Baseline vs candidate methodology

For credible comparisons:
  1. Keep scenario matrix fixed.
  2. Run baseline and candidate in alternating sequence when possible.
  3. Capture environment metadata (hardware/runtime/OS).
  4. Compare per-dimension deltas, not only aggregate averages.
Alternating runs reduce false positives from thermal/load drift.

Reading results safely

When interpreting results:
  • Look at map/list/blob separately
  • Compare p95/p99 and not only mean
  • Validate stability across peer-count tiers
  • Cross-check with runtime attribution signals
A “faster average” can still hide tail regressions that hurt user experience.

Suggested decision bands

Use configurable decision bands for release gating:
  • Green: deltas within agreed operation-specific budgets
  • Yellow: investigate and justify before promotion
  • Red: block promotion pending fix or explicit risk acceptance
Keep thresholds explicit per operation family and topology profile.

Benchmark artifact hygiene

Treat benchmark outputs as release artifacts:
  • Timestamped result files
  • Baseline/candidate pair tracking
  • Scenario metadata embedded in results
  • Clear provenance of tooling/version
This makes trend analysis and audit discussions straightforward.
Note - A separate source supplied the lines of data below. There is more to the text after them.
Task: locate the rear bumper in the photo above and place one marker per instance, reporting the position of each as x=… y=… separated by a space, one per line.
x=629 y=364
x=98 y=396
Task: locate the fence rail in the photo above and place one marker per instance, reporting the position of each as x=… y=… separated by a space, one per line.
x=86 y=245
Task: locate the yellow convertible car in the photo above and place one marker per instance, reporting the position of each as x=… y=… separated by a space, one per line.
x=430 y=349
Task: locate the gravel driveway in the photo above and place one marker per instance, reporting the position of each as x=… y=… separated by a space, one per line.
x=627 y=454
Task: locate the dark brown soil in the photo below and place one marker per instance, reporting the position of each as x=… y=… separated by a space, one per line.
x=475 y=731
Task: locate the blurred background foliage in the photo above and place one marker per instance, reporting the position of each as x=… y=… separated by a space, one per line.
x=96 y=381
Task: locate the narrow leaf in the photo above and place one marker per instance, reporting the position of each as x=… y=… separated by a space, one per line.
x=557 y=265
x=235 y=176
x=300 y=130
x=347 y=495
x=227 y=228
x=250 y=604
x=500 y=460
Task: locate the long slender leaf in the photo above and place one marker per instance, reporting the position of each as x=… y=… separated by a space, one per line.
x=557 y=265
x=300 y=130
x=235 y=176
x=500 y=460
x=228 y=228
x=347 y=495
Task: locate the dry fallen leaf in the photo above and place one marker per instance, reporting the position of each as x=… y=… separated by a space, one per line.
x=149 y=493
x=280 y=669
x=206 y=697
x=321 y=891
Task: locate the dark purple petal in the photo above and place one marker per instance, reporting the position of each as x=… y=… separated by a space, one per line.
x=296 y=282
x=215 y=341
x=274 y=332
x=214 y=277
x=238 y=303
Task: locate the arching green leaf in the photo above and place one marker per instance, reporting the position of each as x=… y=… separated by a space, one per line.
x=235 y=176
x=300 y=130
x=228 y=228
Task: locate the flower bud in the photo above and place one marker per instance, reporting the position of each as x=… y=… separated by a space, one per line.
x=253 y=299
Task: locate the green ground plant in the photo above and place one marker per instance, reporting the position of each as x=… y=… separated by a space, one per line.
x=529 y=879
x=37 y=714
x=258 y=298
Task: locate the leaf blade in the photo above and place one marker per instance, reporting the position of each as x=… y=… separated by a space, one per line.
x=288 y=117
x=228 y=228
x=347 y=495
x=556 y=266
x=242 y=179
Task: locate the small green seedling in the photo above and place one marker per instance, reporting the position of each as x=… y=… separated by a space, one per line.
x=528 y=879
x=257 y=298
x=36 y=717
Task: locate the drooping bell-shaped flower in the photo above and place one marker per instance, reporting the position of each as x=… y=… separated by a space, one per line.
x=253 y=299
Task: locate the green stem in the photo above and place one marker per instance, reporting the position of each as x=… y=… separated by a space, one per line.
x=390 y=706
Common benchmark anti-patterns

  • Comparing non-equivalent environments
  • Using one benchmark flavor to represent all workloads
  • Ignoring auth/policy-enabled scenarios
  • Ignoring blob-heavy cases
  • Treating microbench wins as guaranteed product-level wins

What to do after a regression

  1. Confirm reproducibility with rerun.
  2. Identify affected dimension (map/list/blob, peers, host, auth mode).
  3. Check runtime attribution to isolate likely layer.
  4. Decide: optimize, accept with rationale, or revert.
Tie actions to explicit evidence instead of intuition.